それは予測していたことだった。俺を食事に誘ったのも、なんらかの意図があってのことだろうということは察しがついていた。それなのに・・俺は緊張に耐えられずに酒に手を出して潰れてしまったのだから情けなかった。


「・・・はい」


やっとのことでそう応えた。渡辺氏が桐野と俺の関係をどこまで知っているかは分からないが、桐野と司さんが抱き合っているのを見ただけで泣き出してしまった俺を見たらある程度の察しはつくのではないかと思った。


「・・・君と桐野は・・交際していた・・そうだね?」


本当にズバリと聞かれたが、俺は渡辺氏の影を見つめながら頷くと正直にこれまでの関係を打ち明けた。

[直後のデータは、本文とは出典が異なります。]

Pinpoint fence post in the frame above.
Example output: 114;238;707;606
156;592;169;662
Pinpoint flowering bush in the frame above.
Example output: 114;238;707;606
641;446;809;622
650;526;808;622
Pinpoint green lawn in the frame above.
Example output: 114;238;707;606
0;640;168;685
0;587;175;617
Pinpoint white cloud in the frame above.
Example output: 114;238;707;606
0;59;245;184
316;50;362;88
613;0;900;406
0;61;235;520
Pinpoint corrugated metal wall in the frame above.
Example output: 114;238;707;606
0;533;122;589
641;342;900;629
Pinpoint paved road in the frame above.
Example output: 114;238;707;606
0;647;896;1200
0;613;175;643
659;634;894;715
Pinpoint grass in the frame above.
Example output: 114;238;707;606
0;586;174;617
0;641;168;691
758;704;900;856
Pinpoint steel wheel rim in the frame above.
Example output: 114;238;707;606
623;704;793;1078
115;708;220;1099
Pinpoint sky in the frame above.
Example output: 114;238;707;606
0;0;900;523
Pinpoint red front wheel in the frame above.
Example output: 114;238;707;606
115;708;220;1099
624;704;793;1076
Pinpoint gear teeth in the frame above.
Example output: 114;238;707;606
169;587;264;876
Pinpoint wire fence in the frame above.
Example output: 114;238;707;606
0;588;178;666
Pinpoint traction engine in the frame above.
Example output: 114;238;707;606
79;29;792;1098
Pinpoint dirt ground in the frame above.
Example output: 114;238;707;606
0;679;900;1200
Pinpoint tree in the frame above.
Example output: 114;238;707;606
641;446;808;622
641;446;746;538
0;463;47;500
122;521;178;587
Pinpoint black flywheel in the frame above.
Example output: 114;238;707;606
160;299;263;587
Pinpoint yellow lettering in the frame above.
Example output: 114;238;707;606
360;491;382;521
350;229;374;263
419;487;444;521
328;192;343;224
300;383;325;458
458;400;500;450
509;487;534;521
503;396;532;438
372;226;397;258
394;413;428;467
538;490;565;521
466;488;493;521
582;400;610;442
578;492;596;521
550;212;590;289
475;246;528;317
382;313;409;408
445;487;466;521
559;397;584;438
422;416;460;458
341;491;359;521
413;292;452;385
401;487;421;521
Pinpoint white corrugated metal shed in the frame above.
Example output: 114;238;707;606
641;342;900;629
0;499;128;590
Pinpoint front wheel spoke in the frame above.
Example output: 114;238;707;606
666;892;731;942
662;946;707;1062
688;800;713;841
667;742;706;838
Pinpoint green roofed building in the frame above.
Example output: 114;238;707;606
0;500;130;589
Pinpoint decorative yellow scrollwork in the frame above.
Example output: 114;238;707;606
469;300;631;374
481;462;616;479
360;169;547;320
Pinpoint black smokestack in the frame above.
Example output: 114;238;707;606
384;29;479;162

「・・・俺、桐野・・さんの愛人・・だったんです。・・関係は終わったけど・・まだ経済的に援助をしてもらってます・・だから・・」


「・・援助とは・・具体的にどうのような?」


「・・・それは・・」

・・・・


一通り俺の話を聞き終えた渡辺氏はさすがに驚いたようだった。しかしすぐに納得したのか確かめるように言った。


「・・・しかし、君はまだ桐野を忘れられない・・違うかな?」


ズキッ・・と胸が疼いた。じんわりと視界が涙で潤んだまま俺は静かに頷いた。


「・・・まだ・・桐野を愛しているのかい?」


さらに深く切りこまれ、俺は必死に気持ちを落ちつかせなければならなかった。


「・・・・はい」


―――愛していた。


俺に初めてこの感情を芽生えさせ、一方的に捨てた男を・・俺はまだ・・愛していた。愛しているのなら身を引くべきだったのかもしれない・・でも俺にはそれができなかった。伝えられなかった想いを伝えたくて必死だったから・・だから分を越えた身のほど知らずなことをしてしまった報いを受けた。


「・・・そうか。・・桐野は君の想いを知っているのかな?」


感情を交えずに冷静に問われることで、俺は幾分気が楽になった気がした。同情されたり、叱責されるのはごめんだったから。


「・・・いいえ。俺達はそんな甘い関係じゃなかったから・・」


だから俺も桐野が俺をどう思っているか真剣に考えたことはなかった。俺はずっとアイツが嫌いだったし、アイツは俺を捌け口くらいにしか認識していなかっただろう。


「・・だけど・・最後にどうしても伝えたくて・・だから今日・・店に」


でもそれだけじゃなかったのだと今なら少しはわかる。

もう二度と会えないとわかった時、俺の心にぽっかりと開いた穴は未だ開いたままだった。失ってしまった部分には俺にとって大切な想いが詰っていたのだと気づいたから・・取り戻せないのであれば、忘れないうちにそんな気持ちがあったことを伝えたかったのだ。